I ignored him, rolling Ari over. She was breathing, thank goodness.
“What did you do?” I asked, brushing her hair out of her eyes.
She tried to sit up. “He was poisoned. I took it out.” When she made the foxfire, it took her days to feel better. Either she was getting better at magic or curing poison wasn’t as hard, because she didn’t look like death this time. Sweat rolled down her face and her hair clung to her face. If I’d known that magic was that much of a workout, I’d have said forget the laps, and made her sling spells.
“Where am I?” the man asked again.
“You’re in a bakery,” said Liam, “and that stuff on your mouth and face is blood.”
The man’s hands went to his face. His fingers ended in bloody stubs where he’d torn the fingernails out. His crusted lips quivered as he spoke. “Accident. There was an accident.”
“What happened?” I asked, leaning over him.
“Too many hours straight, I told them. Too dangerous, but they insisted. She said a war was coming.”
Ari failed to get up for the fourth time. “I need to rest.”
Liam walked over and hoisted her like a two-penny nail. He carried her over to the office. Plenty of nice chairs in there, for sure.
I held up my phone. It showed a picture of the heart seeker, coiled up lifeless on Grimm’s desk. “I’m looking for something.”
His eyes went wide. “I didn’t know you worked for her. Please don’t hurt me. Just take them and go. They are in the kitchen.” With his free hand, he pointed to a small kitchen where they tested dough before large-scale production.
Inside, the stench of rotten food and something wet and dark filled the air. Where the light cut in from the doorway, a hand lay, smeared in blood. I felt for the light and clicked it on. I caught my breath. Bodies lay scattered across the floor, but I’d seen a lot of bodies, and that didn’t bother me anymore. On the center island stood a baker’s rack, and on every level were rows and rows of apples.
Now, you might be tempted to think I had an allergy to apples, or I considered myself more of a citrus girl, but those apples were only related to fruit in the same way a hand grenade was related to a pineapple. They oozed magic. It took every ounce of will I had to avoid touching one.
Apples went out of style as weaponry about four hundred years ago, at least. See, until the invention of the explosive shell, you had to convince your enemy to actually take a bite. It only took one or two times of seeing a prince turned to applesauce that people started eating oranges instead.
The invention of the explosive candy shell was supposed to be the next big thing, but by that time there were easier ways to kill people. Only witches and hags still considered apples a decent form of self-defense, because of who they most often used them against: each other.
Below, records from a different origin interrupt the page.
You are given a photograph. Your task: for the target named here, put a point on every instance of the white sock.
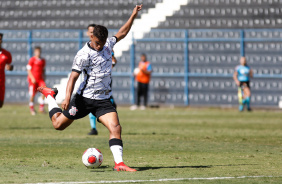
(51, 103)
(117, 153)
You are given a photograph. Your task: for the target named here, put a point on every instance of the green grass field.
(160, 143)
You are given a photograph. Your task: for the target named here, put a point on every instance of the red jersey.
(5, 58)
(36, 66)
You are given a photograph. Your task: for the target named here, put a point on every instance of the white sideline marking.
(165, 179)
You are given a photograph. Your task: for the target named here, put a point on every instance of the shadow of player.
(193, 167)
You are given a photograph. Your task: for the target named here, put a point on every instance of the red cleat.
(48, 91)
(122, 167)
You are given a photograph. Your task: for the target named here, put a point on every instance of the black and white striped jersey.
(96, 67)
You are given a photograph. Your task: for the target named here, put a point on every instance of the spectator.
(143, 79)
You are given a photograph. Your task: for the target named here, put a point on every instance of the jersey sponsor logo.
(73, 111)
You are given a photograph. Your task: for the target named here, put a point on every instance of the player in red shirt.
(5, 62)
(36, 76)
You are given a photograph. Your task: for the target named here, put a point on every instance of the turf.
(160, 143)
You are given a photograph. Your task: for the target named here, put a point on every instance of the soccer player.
(94, 60)
(36, 76)
(5, 63)
(241, 76)
(92, 118)
(143, 80)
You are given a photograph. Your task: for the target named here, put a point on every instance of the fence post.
(242, 42)
(186, 69)
(132, 66)
(80, 39)
(29, 42)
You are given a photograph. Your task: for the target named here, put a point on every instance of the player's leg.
(2, 94)
(240, 98)
(92, 119)
(143, 94)
(107, 115)
(32, 92)
(134, 107)
(247, 97)
(41, 100)
(113, 102)
(139, 93)
(59, 120)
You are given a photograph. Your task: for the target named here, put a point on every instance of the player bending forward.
(93, 95)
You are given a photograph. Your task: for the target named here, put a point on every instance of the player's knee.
(116, 129)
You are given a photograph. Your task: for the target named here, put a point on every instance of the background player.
(143, 79)
(5, 62)
(92, 118)
(36, 77)
(93, 95)
(242, 75)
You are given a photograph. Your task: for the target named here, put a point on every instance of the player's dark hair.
(37, 47)
(101, 32)
(91, 25)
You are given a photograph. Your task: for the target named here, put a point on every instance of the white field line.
(156, 180)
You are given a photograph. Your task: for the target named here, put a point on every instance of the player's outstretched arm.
(73, 78)
(127, 26)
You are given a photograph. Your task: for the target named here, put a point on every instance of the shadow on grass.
(193, 167)
(28, 128)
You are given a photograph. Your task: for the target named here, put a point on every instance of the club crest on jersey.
(73, 111)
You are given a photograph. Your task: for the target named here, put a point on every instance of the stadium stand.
(65, 14)
(206, 14)
(205, 57)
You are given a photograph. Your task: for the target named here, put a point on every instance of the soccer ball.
(136, 71)
(92, 158)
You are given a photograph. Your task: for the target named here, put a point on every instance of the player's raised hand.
(137, 9)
Poison apples worked best against those with magic in them. The explosions made hamburger out of a normal person. If you had a protection spell, the goo the apple scattered ate away at the spell, and then snacked on the person. The more magic, the better it worked, unless you were a princess, of course. For them, the worst thing that happened if they ate a poisoned apple was they got to take a nap. Those girls got all the breaks.
I took a few steps farther in, checking the other bodies. The smell nearly overwhelmed me.
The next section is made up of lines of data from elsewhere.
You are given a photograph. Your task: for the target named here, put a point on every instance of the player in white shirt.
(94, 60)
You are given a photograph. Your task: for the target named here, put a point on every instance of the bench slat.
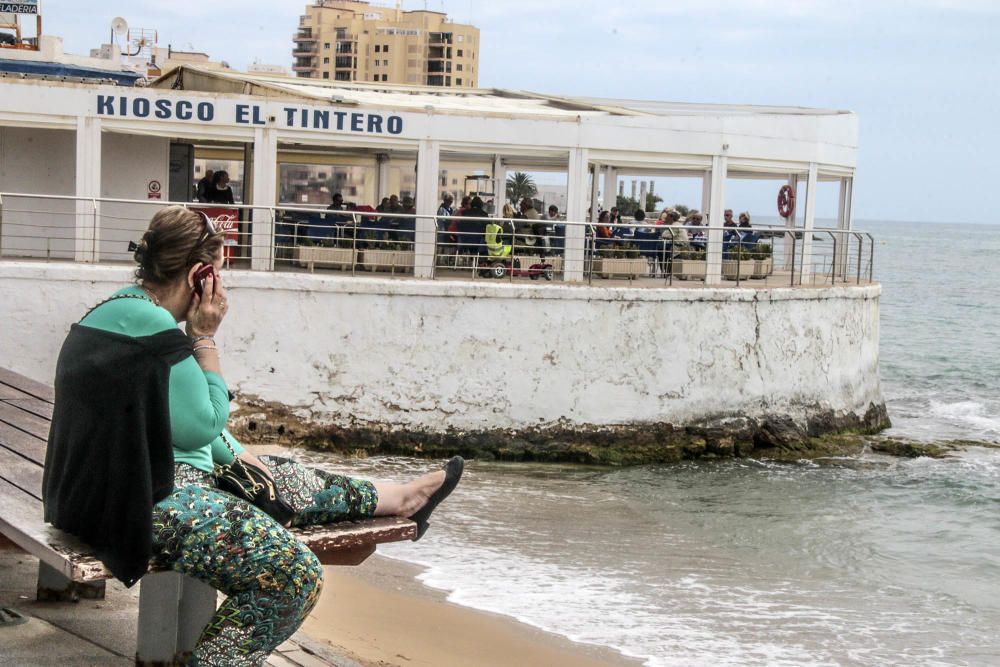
(25, 421)
(30, 404)
(27, 385)
(20, 472)
(21, 521)
(25, 444)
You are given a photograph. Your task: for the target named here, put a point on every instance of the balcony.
(438, 53)
(438, 67)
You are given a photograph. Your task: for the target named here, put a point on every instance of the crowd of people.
(468, 228)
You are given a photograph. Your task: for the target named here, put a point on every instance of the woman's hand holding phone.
(208, 302)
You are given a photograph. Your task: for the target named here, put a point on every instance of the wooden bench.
(173, 608)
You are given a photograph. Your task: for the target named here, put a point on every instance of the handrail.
(288, 228)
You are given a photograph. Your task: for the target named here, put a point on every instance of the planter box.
(313, 256)
(632, 267)
(527, 261)
(387, 260)
(689, 269)
(748, 268)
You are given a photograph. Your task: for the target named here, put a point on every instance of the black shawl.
(109, 457)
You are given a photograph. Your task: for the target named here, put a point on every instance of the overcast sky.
(922, 74)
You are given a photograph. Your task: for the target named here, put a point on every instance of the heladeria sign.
(297, 117)
(23, 7)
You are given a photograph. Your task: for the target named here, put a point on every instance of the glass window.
(233, 167)
(315, 184)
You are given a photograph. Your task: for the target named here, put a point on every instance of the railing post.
(425, 227)
(88, 187)
(713, 248)
(861, 245)
(265, 165)
(792, 272)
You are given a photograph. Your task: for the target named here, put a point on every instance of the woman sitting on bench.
(139, 427)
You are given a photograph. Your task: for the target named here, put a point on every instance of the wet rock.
(911, 450)
(779, 432)
(774, 436)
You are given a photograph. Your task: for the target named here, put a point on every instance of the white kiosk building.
(82, 168)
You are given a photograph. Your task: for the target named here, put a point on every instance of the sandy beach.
(380, 615)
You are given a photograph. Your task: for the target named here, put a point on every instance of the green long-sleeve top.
(199, 400)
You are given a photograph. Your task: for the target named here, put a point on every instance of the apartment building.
(349, 40)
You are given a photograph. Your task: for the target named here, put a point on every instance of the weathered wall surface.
(439, 356)
(34, 161)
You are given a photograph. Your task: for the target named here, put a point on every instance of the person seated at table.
(138, 428)
(696, 237)
(628, 233)
(220, 192)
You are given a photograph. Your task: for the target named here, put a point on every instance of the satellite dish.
(119, 26)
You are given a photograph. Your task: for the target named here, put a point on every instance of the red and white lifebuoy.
(786, 201)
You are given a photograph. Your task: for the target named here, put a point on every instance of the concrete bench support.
(173, 610)
(54, 586)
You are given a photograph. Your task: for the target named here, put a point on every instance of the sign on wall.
(22, 7)
(292, 117)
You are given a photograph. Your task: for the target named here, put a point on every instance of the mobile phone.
(199, 278)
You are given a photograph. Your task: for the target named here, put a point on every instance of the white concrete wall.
(44, 162)
(128, 164)
(440, 356)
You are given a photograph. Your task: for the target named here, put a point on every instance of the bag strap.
(115, 298)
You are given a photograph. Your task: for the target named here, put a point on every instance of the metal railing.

Liam came to the door and stood looking at the carnage. He’d obviously never seen death firsthand. He recoiled, forcing his eyes closed, with an awful grimace. People only did that the first five or six times they saw a massacre. “What the hell happened in here?”
“You might want to stay back.” I opened my compact and called Grimm. “You probably want to see this.”
His eyes appeared in the compact and I moved it around so he could get a full view. Grimm spoke with authority, his voice deeper, his tone grave. “Marissa, get out of there. I will call the hazmat team immediately. Don’t let anyone into the building.”
I closed the compact, and that’s when the feeling hit. The feeling of being watched, like I had at the ball. “Where are you?” I shouted to the empty room. The whole place was stainless steel, where it wasn’t spattered with blood. “I know you’re watching.” I felt a hand on my wrist and nearly broke Liam’s nose.